Tinha 87 anos; poucos de memória. Os suficientes para se lembrar da casa onde, até casar, havia vivido com os seus pais (curiosa a inversão, a que os médicos atribuem carácter patológico, pela qual, quando a memória fraqueja sem piedade, as primeiras memórias se nos reavivam com nitidez).
Tinha 87 anos e, por essa altura, começou a rondar com regularidade a antiga casa dos seus pais, sem saber que, hoje, essa casa era outra, que os seus pais já não faziam parte deste mundo. Procurava os pêssegos que, encavalitada nas costas do pai, arrancava dos ramos das árvores, tentava entrever a casota do cão a que a sua irmã sempre dera mais atenção que ela própria, esforçava-se por ouvir o chiar do baloiço.
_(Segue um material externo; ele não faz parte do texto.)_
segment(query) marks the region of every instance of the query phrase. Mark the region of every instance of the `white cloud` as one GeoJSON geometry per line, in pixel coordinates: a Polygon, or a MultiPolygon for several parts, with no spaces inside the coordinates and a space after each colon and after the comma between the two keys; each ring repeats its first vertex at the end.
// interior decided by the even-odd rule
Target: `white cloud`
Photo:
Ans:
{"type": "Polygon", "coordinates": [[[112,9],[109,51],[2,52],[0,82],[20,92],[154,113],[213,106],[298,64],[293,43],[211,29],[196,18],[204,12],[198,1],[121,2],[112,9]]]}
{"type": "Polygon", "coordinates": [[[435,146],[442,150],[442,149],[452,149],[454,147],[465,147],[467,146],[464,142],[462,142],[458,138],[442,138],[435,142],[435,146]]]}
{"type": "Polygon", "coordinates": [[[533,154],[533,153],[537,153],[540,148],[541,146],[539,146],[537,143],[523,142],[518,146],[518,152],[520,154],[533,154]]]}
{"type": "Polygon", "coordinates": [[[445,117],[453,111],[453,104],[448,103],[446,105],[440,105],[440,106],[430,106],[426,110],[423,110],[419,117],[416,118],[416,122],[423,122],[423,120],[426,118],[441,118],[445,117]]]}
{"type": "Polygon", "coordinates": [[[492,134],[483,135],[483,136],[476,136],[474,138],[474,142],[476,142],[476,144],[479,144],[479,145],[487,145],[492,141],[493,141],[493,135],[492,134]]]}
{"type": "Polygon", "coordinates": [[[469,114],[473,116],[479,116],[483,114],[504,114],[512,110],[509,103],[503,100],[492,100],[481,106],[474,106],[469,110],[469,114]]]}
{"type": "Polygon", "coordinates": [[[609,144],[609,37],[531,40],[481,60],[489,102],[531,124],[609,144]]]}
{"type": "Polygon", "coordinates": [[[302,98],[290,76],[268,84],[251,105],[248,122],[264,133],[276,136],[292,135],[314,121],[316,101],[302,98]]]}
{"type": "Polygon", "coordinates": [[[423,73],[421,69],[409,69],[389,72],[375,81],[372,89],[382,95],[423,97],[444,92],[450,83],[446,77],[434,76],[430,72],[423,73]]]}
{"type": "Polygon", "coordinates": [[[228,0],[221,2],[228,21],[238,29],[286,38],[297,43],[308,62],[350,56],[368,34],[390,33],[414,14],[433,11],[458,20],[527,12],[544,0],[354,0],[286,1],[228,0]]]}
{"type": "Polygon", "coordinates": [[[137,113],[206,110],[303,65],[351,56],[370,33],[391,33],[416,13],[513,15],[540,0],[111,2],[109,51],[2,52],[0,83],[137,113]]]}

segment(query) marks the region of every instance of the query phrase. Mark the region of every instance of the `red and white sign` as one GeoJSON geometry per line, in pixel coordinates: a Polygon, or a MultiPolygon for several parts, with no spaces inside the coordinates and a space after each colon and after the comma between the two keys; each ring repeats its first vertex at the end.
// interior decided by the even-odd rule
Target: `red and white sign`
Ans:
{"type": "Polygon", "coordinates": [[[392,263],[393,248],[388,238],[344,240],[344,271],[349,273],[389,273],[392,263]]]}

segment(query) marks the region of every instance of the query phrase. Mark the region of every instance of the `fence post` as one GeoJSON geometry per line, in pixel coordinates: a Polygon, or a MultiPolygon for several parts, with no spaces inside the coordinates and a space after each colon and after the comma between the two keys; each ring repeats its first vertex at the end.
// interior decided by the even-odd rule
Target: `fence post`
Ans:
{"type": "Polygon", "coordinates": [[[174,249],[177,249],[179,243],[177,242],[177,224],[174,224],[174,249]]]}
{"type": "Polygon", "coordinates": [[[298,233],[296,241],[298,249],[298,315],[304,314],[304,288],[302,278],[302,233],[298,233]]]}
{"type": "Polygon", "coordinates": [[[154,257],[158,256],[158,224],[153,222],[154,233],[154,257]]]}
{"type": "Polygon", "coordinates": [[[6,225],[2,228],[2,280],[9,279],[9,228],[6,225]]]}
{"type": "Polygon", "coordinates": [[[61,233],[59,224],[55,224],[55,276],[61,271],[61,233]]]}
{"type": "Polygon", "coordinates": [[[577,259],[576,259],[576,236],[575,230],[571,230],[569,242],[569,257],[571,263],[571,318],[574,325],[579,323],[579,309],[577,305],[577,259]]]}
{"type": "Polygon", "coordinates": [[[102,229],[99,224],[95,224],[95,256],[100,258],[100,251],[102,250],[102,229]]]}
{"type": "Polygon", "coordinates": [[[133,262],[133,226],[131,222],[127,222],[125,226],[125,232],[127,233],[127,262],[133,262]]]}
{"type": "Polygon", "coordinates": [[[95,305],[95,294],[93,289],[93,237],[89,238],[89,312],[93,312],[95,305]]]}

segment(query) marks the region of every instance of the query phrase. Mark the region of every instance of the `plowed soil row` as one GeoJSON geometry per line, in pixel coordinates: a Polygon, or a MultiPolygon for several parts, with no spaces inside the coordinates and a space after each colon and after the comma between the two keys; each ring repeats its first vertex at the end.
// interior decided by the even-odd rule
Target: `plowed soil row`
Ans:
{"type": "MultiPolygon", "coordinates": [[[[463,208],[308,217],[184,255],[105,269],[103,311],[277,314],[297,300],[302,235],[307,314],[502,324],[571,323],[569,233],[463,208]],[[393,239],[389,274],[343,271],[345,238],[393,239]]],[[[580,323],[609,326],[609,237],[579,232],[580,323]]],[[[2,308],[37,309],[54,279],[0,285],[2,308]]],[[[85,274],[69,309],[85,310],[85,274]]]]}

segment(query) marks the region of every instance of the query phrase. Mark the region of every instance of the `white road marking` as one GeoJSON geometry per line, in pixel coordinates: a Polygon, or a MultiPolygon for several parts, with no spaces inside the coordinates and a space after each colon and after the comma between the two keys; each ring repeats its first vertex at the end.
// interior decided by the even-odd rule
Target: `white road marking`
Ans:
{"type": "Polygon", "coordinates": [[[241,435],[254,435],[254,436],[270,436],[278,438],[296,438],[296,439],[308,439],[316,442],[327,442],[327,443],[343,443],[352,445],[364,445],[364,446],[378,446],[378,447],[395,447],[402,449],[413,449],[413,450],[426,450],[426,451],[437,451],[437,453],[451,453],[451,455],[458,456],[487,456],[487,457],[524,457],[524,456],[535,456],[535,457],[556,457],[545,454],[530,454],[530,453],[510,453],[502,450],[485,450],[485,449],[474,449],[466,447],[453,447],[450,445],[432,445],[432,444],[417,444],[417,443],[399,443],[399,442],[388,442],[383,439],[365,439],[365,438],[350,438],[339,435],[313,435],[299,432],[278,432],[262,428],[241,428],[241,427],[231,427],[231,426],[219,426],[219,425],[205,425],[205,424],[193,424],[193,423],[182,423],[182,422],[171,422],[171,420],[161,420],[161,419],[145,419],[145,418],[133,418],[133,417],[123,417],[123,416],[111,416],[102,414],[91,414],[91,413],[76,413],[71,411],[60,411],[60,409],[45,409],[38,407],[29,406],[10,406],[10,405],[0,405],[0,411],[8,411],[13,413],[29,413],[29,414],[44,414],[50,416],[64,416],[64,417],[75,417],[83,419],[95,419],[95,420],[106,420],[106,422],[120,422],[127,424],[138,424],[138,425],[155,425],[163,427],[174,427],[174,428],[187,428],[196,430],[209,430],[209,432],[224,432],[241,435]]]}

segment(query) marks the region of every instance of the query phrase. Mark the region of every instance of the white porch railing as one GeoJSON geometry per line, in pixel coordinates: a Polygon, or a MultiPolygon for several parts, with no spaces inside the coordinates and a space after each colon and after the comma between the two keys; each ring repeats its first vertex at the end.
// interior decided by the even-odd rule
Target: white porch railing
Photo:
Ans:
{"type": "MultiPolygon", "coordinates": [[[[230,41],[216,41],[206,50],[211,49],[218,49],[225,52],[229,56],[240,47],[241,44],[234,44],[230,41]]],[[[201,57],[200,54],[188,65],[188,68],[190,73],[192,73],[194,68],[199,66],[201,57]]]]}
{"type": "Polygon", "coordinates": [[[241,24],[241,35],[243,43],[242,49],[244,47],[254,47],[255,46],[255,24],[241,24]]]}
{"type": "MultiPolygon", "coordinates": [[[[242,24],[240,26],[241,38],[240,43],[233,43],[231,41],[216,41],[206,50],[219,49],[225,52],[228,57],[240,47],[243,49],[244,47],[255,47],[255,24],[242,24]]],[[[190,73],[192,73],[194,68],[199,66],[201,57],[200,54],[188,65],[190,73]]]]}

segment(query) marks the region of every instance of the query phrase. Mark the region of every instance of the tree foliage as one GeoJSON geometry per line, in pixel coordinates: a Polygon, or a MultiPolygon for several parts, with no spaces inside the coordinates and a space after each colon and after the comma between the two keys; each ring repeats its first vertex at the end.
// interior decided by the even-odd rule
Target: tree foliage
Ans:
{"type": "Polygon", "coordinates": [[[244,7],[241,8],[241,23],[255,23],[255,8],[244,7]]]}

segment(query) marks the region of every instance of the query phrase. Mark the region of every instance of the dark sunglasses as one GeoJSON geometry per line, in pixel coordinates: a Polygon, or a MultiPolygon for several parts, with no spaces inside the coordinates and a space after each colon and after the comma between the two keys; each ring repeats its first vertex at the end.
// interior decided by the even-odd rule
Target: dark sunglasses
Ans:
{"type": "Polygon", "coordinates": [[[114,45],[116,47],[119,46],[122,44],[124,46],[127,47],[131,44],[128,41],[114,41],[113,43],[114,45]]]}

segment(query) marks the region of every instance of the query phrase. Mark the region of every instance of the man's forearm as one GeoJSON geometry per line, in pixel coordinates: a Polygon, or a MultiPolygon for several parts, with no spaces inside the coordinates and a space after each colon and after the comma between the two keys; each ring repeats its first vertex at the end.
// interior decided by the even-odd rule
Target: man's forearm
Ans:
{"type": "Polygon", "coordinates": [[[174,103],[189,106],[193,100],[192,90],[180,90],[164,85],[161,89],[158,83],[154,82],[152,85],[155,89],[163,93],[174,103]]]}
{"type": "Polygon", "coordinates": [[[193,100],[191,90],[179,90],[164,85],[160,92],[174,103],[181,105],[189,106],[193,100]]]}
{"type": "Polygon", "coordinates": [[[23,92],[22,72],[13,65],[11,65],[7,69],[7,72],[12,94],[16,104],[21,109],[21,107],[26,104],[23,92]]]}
Certa vez, foi a uma consulta e o marido contou à médica sobre as suas incursões. Diagnosticaram-lhe uma doença comum, essa que funde a alienação com o romantismo, a infantilidade com o idealismo, enfim, um certo renascer, tolo e belo, na velhice. A médica aconselhou o marido a não contrariar os seus ímpetos e receitou o que era devido. Por essa razão, o marido passou a acompanhá-la, diariamente, religiosamente, nessas rondas, fazendo o melhor que sabia. Numa delas, insistindo impacientemente com o marido que queria entrar em casa (se era sua, por que motivo não havia de entrar?), este não viu outra solução que não tocar à porta de casa. Um homem dos seus 30 e poucos anos assomou. O marido explicou-lhe, por meias palavras e sobrolhos embaraçados, o caricato da situação, que a sua mulher já não estava muito bem da cabeça, coitada, que pensava que aquela era a casa que em tempos fora a sua e dos seus pais. Foi tudo muito constrangedor, mas o homem acedeu e deixou-os entrar. Disse-lhe que era o carpinteiro e que o seus pais haviam saído justamente há momentos, que não sabia se voltariam tarde ou cedo, que não tinha ideia, que tinha trabalho para fazer por toda a casa. Ela estranhou o carrinho de bebé ao lado da mesa de jantar, mas não fez caso. "Bem, não o quero incomodar, os meus pais certamente não apreciariam, como saberá se trabalha nesta casa. Se não sabe quando eles voltam, diga-lhes que passei cá e que vou dar um passeio, que talvez volte mais logo à noite". Não chegou a ir ao jardim.